You’ve heard the saying, parents.  “The days are long, but the years are short”.  I decided a couple days ago that Winter Break is basically an analogy to the parenting years when your kids are little, but just in a super compressed time period.  “The days are long, but the break flew by!”.  We veer back and forth between the magic of the holidays – the excitement of Christmas morning, the joy in our children’s eyes to breaking up fights, trying (and failing) to control screen and tv time, handling the “I’m boreds”.  We love the extra time with our kids to go for walks or bike rides, but at the same time, we are dying over here because even on breaks (just like weekends), small children do not understand how to sleep in.  Spoiler alert  – my 7 year old is still the first one up.  We revel in the magic of baking cookies with each other, but why do kids make such a mess?  That I have to clean up?  We get so excited to teach them how to build Legos or play a game we played as kids, but then we find that we are the only ones building the Legos and the instructions are 10 pages long. The only thing that really aligns for me is New Year’s Eve – we can all celebrate the new year early so I can still make my 10PM bedtime.  I feel like, at the end of the day, Winter Break is just another fun game we all play as parents, trying to enjoy and soak up every magical minute with our kids, while in the next moment, trying desperately to distract them enough to get one minute alone with your own adult self (enter: guilt).

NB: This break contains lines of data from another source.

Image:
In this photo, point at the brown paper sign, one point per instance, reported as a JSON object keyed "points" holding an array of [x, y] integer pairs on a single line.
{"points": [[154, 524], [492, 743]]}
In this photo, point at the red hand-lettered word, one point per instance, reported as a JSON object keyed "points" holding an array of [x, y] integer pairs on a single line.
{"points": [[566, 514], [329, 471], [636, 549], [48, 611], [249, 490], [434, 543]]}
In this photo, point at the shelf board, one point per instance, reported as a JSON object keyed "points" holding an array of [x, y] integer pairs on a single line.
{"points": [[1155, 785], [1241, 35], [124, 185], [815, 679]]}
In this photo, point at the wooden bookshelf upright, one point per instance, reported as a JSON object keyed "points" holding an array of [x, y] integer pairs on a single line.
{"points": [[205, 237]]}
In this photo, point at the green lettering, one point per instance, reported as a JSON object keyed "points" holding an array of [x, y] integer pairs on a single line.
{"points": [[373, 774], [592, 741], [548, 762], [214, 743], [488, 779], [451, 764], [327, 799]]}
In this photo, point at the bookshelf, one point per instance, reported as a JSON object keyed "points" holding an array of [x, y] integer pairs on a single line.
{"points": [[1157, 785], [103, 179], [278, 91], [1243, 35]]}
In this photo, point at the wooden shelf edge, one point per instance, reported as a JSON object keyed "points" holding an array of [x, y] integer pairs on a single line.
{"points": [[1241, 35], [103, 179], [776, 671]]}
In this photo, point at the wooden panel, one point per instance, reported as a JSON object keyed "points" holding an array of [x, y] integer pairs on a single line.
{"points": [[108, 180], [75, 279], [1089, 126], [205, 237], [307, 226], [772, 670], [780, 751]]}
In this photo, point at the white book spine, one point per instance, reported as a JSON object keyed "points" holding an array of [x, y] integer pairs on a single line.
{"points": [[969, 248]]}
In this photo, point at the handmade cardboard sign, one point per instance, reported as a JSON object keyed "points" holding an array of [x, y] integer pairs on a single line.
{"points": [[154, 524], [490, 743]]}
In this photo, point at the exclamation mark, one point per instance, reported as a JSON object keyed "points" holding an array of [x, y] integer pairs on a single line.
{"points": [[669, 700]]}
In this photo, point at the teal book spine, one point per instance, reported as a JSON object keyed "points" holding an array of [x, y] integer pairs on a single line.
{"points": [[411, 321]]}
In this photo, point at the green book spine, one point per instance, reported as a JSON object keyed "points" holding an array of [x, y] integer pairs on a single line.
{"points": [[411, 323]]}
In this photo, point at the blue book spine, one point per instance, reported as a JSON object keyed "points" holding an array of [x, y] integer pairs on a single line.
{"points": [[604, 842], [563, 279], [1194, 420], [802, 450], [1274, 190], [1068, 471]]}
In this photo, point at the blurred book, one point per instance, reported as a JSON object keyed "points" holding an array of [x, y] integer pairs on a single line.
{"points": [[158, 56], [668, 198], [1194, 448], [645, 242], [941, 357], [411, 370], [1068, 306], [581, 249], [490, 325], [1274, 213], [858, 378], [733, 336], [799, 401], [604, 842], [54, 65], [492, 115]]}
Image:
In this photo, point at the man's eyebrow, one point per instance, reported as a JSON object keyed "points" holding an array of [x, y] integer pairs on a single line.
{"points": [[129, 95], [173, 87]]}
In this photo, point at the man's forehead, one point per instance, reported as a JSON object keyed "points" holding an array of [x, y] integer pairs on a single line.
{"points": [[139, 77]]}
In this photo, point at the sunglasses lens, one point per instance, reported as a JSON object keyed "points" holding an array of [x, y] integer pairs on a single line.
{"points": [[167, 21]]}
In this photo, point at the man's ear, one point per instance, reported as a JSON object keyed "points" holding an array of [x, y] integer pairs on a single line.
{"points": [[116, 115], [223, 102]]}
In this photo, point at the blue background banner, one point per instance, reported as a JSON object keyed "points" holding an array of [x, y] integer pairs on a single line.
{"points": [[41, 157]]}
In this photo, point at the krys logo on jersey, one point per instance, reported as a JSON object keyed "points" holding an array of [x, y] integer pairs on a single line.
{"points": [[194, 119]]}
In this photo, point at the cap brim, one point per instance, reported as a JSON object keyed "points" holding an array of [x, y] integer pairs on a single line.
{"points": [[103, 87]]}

I’ve also realized that parenting in Winter Break is also an analogy for parenting in a pandemic.  We’ve been bombarded with social media posts and messages for the last 10 months about the silver linings of the pandemic.  “More time with my family!”  “Soaking up these moments with my babies!”  Pictures of families in their PJs, smiling for the camera in a disheveled yet perfect way, families playing games, cuddling in bed, making new recipes in the kitchen together, all with hashtags of #pandemicliving #lovemyfamily #soakingupthesemoments #onlypositives – you’ve seen it, you know it.  But aren’t we all guilty of those posts?  I sure am, and honestly, I have had many legitimate moments throughout the last 10 months when this true and I feel it. But it struck me the other day – this is exactly what we do over the holidays, too.  It’s just exhausting.  Where does this desire for everyone else to see our imperfect selves portrayed as perfectly perfect come from?  Just who are we competing with and what are we trying to prove?  Does it really matter if I baked my own cookies this year or relied solely on all the cookies I received from my sweet preschool families as my Christmas cookies?  PS: The answer is NO, I relied only on your cookies and also I felt horribly guilty for not baking cookies with my own children because that’s what I did with my mom and what kind of traditions am I actually passing down to my own kids and what if they never prioritize making Christmas cookies with their families and end up all alone?????

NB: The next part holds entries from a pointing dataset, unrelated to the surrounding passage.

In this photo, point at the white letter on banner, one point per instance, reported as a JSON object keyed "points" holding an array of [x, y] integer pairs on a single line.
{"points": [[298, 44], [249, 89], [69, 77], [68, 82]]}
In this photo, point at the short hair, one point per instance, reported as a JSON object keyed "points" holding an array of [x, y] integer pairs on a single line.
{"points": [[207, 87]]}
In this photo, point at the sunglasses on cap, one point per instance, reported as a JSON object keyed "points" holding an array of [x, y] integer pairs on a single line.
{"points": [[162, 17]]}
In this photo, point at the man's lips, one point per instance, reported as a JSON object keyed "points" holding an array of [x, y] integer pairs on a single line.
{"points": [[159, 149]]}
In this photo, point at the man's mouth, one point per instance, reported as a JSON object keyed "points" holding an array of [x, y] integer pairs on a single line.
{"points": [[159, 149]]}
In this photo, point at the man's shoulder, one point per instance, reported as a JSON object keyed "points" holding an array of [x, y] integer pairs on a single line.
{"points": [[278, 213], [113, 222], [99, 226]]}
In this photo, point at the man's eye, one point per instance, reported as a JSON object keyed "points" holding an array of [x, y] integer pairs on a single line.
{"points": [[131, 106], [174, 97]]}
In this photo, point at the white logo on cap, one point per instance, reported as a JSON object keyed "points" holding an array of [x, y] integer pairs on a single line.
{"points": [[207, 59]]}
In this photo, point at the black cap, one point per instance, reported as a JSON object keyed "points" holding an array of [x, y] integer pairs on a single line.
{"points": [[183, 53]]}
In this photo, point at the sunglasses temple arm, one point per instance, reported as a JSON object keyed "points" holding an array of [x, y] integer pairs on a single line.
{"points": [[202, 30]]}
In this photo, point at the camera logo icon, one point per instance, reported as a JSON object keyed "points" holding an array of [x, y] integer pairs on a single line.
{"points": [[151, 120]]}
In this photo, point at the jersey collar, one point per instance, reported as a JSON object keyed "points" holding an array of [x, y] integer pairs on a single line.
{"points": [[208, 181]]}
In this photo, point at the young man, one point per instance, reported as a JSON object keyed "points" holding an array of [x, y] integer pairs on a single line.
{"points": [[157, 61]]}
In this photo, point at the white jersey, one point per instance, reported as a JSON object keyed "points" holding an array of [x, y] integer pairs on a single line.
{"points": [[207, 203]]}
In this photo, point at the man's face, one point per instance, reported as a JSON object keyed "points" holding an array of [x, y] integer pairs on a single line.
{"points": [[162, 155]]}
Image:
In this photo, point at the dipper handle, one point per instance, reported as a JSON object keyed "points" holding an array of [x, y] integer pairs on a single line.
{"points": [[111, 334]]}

Here’s a much needed reminder – to you and also for me: pictures on Facebook or Insta don’t make us present and engaging parents, just like dreaming of or actually taking the time to do things for ourselves do not make us bad parents (I would argue just the opposite instead).  

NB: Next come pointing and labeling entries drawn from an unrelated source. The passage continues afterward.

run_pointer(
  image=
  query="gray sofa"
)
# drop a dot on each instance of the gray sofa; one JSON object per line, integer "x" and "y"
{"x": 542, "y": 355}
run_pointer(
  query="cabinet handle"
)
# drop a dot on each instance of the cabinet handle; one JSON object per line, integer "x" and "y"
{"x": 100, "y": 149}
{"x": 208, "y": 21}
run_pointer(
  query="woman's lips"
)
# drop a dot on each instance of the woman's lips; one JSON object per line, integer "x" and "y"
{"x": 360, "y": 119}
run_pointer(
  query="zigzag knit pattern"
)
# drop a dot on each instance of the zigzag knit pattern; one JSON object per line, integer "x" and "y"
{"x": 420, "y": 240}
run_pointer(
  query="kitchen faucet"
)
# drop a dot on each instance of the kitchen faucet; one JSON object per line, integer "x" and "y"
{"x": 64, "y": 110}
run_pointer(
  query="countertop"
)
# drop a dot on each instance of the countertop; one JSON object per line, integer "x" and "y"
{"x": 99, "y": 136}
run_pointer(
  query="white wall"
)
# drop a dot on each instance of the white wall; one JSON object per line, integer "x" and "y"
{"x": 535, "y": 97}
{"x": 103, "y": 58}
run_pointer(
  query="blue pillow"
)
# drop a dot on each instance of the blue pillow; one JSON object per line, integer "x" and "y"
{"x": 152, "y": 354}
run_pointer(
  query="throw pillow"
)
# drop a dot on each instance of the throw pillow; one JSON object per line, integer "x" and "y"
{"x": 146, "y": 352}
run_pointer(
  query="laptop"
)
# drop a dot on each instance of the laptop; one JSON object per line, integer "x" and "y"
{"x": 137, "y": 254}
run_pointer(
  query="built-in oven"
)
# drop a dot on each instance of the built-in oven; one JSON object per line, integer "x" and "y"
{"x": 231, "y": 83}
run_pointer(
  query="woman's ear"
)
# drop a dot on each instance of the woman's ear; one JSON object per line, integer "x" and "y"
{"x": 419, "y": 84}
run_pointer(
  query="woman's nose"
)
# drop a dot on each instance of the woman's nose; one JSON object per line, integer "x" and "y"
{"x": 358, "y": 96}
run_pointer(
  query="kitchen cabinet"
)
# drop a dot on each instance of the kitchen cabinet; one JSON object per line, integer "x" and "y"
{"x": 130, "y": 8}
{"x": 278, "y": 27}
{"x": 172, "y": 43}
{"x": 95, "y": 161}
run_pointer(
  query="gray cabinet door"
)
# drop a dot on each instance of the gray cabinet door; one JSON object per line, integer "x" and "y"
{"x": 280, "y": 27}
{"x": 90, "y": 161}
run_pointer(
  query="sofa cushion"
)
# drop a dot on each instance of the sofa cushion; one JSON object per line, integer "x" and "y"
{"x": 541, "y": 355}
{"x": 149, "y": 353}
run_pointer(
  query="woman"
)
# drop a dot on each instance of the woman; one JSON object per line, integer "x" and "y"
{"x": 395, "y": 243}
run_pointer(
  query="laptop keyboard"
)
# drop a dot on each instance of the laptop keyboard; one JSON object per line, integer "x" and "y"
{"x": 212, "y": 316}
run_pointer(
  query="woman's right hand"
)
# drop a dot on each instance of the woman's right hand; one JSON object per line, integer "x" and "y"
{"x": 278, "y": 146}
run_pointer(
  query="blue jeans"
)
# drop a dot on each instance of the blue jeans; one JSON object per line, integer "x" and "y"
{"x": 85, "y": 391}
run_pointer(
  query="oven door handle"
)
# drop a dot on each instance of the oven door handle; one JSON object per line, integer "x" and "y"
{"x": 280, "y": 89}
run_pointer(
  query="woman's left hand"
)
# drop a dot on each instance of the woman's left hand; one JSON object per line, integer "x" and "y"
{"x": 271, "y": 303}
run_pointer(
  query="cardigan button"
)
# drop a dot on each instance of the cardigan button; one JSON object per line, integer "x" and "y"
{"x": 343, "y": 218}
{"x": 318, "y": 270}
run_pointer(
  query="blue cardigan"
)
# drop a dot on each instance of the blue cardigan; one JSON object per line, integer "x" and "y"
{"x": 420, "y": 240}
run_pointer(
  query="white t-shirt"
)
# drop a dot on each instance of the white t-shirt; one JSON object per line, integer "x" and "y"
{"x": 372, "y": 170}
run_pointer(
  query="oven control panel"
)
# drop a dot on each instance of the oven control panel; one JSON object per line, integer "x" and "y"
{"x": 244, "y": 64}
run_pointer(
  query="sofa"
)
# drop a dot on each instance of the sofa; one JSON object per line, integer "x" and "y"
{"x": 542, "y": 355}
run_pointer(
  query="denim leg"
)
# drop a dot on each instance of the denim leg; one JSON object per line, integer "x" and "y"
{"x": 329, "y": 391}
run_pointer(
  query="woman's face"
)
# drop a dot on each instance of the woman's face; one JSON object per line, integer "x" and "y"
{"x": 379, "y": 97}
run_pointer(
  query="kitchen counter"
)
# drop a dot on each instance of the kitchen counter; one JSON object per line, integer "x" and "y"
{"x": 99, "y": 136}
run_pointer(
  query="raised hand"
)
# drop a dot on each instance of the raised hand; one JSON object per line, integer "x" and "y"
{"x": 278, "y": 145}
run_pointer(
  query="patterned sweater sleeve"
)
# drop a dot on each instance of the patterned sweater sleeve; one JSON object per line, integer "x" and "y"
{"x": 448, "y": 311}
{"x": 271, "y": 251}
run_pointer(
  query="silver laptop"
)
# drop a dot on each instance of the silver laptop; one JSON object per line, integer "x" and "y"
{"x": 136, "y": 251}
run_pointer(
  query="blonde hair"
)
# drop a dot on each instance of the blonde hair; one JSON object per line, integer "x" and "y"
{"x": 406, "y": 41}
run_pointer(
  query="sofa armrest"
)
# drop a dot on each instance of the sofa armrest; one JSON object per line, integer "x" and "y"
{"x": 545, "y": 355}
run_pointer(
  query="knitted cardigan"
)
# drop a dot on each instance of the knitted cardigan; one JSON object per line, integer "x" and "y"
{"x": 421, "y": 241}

At the end of the day, there is no filter we can put on our actual life that prevents God from seeing us exactly how we are.  We can compete with each other or with ourselves, succumb to outside pressures, but God sees us as our most imperfect versions of ourselves.  He sees the tears, the shouts, the anger, the things we wish we could take back but we can’t.  He sees us in our moments of weakness and is the one who wraps his arms around us to pull us back up.  He still loves us through the good and bad parenting moments, through the rough times and the silver linings, and through Winter Breaks and pandemics.  God helps make these days longer because we will remember them – and makes these breaks and years shorter so we can savor them.  This brings me comfort in my all too frequent moments of “am I being a good mom” panic.  I hope it brings you comfort, too.

Happy New Year!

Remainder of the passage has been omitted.